Según sus biógrafos “este cuadro presenta el contraste entre dos aspectos de la vida contemporánea, tal como puede verse por la aparición de una posada en el lado izquierdo, para el goce, y la iglesia a la derecha, para la devoción. Se parodia, por un lado, a los que celebran el carnaval y, por otro, a los devotos que cumplen la cuaresma”. (E.U.)

“Don” Carnaval es una celebración milenaria de orígenes paganos surgida de la necesidad del hombre de poder desprenderse de los cánones sociales y vivir una época de fiesta y disfraz. “Doña” Cuaresma, en cambio, surge con el cristianismo y alude a los cuarenta días que tuvo Jesús de ayuno y oración. Se inicia con el Miércoles de Ceniza cuya fecha varía dependiendo de la Pascua. Técnicamente hablando, el carnaval termina el martes último al Miércoles de Ceniza. Uno y otra son cara y cruz de una identidad particular. Cada uno tiene sus tintes y matices propios de la imaginación y el sincretismo cultural.

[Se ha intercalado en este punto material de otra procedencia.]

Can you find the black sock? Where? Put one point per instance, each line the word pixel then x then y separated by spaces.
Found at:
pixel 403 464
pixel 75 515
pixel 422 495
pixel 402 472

 Carnaval y Cuaresma en diferentes partes del mundo se les ha asignado su propio espacio. El “árbitro” (Gobierno) ha regulado ambas manifestaciones, por ejemplo, Sevilla en España, y Río de Janeiro, en Brasil. Esto es muy importante porque hoy día el carnaval se encuentra en su tercer nivel: el Mediático, en el marco de una sociedad de consumo y el ingrediente económico juega un papel importante generando divisas por ambas actividades, con la presencia de un nuevo consumidor: el turista.

En nuestro país hay que adicionar un tercer ingrediente: la Independencia Nacional. Todos estos eventos se realizan antes, durante y después de la Cuaresma, y hasta con posterioridad a la Semana Santa con el carnaval cimarrón. Año tras año repican las campanas reclamando respeto y derecho a su espacio. El “árbitro” calla y desequilibra.

Invito, pues, para que algún artista dominicano se apasione con Pieter Brueghel y pinte un cuadro febrerino con el desembarco patriótico de Caamaño con macaraos y comparsas; con el  trabucazo de Mella y San Valentín; con el Robalagallina y la Ultima Cena…y, además, sugiero colocar en primer plano, un suculento plato de habichuelas con dulce y casabe.